9,000 Years vs 36 Microseconds: Quantum Goes Cloud

Some flexes are subtle. This is not one of them. Xanadu just put a quantum computer in the cloud that does in 36 microseconds what would take the world's best supercomputer about 9,000 years. You could grab a coffee, and it would still be waiting on the classical machine. Forever.

Light-Powered and Online

Toronto-based Xanadu has launched public cloud access to Borealis, its photonic quantum computer. Unlike the superconducting chips that hog most quantum headlines, Borealis computes with light, threading photons through fiber-optic loops and a programmable interferometer across 216 quantum modes, up from a previous record of 144.

The task is called Gaussian boson sampling, and Borealis chews through a single sample in 36 microseconds.

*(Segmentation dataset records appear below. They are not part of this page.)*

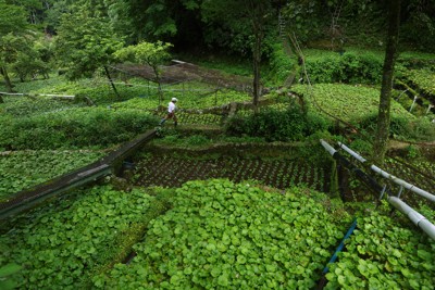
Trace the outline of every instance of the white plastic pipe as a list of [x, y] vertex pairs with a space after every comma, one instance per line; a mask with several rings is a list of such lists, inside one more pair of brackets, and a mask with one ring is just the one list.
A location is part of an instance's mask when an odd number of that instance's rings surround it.
[[320, 139], [321, 144], [325, 148], [327, 152], [330, 152], [331, 155], [334, 155], [337, 150], [335, 150], [332, 146], [330, 146], [327, 142], [325, 142], [323, 139]]
[[[346, 152], [348, 152], [349, 154], [355, 156], [358, 161], [360, 161], [362, 163], [364, 163], [366, 161], [365, 159], [361, 157], [361, 155], [359, 155], [357, 152], [352, 151], [350, 148], [348, 148], [347, 146], [343, 144], [341, 142], [338, 142], [338, 144]], [[370, 168], [372, 171], [374, 171], [375, 173], [380, 174], [382, 177], [387, 178], [387, 179], [394, 181], [395, 184], [397, 184], [399, 186], [402, 186], [403, 188], [409, 189], [409, 190], [415, 192], [417, 194], [428, 199], [432, 202], [435, 202], [435, 196], [434, 194], [432, 194], [432, 193], [430, 193], [430, 192], [427, 192], [427, 191], [425, 191], [425, 190], [423, 190], [423, 189], [421, 189], [421, 188], [419, 188], [419, 187], [417, 187], [414, 185], [411, 185], [411, 184], [409, 184], [409, 182], [407, 182], [407, 181], [405, 181], [405, 180], [402, 180], [402, 179], [400, 179], [400, 178], [398, 178], [398, 177], [396, 177], [396, 176], [394, 176], [394, 175], [381, 169], [380, 167], [377, 167], [375, 165], [371, 165]]]
[[415, 226], [420, 227], [424, 232], [427, 234], [427, 236], [435, 240], [435, 226], [428, 222], [426, 217], [415, 212], [399, 198], [388, 197], [387, 200], [399, 212], [407, 215]]

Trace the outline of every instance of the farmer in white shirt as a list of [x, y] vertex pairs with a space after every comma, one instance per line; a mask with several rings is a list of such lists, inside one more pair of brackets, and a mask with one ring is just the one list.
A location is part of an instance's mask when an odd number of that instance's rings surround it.
[[162, 118], [162, 121], [160, 122], [160, 125], [163, 125], [166, 122], [166, 119], [169, 119], [169, 118], [174, 119], [174, 126], [176, 126], [178, 124], [176, 115], [175, 115], [175, 110], [176, 110], [175, 103], [178, 100], [176, 98], [172, 98], [171, 102], [167, 104], [167, 115], [164, 118]]

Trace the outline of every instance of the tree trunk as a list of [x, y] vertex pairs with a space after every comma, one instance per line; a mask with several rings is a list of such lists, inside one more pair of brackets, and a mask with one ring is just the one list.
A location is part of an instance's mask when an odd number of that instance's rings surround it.
[[152, 71], [154, 72], [156, 75], [156, 83], [158, 87], [158, 94], [159, 94], [159, 105], [162, 104], [163, 101], [163, 90], [162, 90], [162, 84], [160, 81], [160, 72], [158, 65], [152, 65]]
[[261, 36], [256, 36], [256, 45], [253, 49], [253, 106], [257, 106], [260, 99], [260, 62], [261, 62]]
[[380, 97], [380, 109], [377, 115], [377, 130], [373, 146], [373, 162], [383, 165], [387, 151], [389, 124], [390, 124], [390, 100], [393, 88], [394, 67], [397, 56], [400, 23], [400, 0], [389, 1], [388, 36], [385, 50], [385, 60], [382, 76], [382, 88]]
[[112, 77], [110, 76], [109, 68], [108, 68], [108, 66], [105, 66], [105, 65], [104, 65], [104, 72], [105, 72], [107, 77], [109, 78], [110, 85], [112, 85], [113, 91], [115, 92], [116, 97], [117, 97], [119, 99], [121, 99], [121, 96], [120, 96], [120, 93], [119, 93], [117, 90], [116, 90], [115, 84], [113, 84]]
[[13, 92], [13, 86], [11, 79], [9, 78], [8, 71], [4, 66], [0, 67], [0, 74], [4, 78], [4, 85], [7, 86], [8, 92]]
[[258, 112], [258, 103], [260, 99], [260, 63], [261, 63], [261, 46], [263, 42], [263, 18], [264, 18], [264, 7], [262, 3], [258, 3], [256, 1], [250, 1], [251, 9], [251, 25], [252, 33], [254, 36], [254, 42], [252, 47], [252, 68], [253, 68], [253, 84], [252, 84], [252, 104], [253, 110]]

A leading classical supercomputer attempting the same job by direct simulation would, by Xanadu's estimate, need roughly 9,000 years. Anyone with an internet connection can now submit jobs and watch it happen.

Useful Is Not the Point

Before you plan your quantum startup, the honest caveat: Gaussian boson sampling is a benchmark, not a business plan. It exists to prove quantum machines can outrun classical ones, not to balance your spreadsheets. As Xanadu's Jonathan Lavoie put it, advantage machines are built to prove something fundamental about quantum power, not to solve an immediate useful problem.

So why care? Because making quantum advantage publicly accessible, rather than a press release from a sealed lab, is the real milestone. Researchers and skeptics can now poke at the claim themselves instead of taking a marketing deck on faith. Reproducibility is the difference between a magic trick and science.

The Photonic Dark Horse

Photonic quantum computing has long played second fiddle to superconducting qubits and trapped ions. Borealis is a loud argument that light deserves a louder seat at the table, especially because photonic systems run at room temperature instead of demanding fridges colder than deep space.

Quantum advantage you can actually log into beats quantum advantage you have to take on faith. The future just opened an API endpoint, and it runs on photons.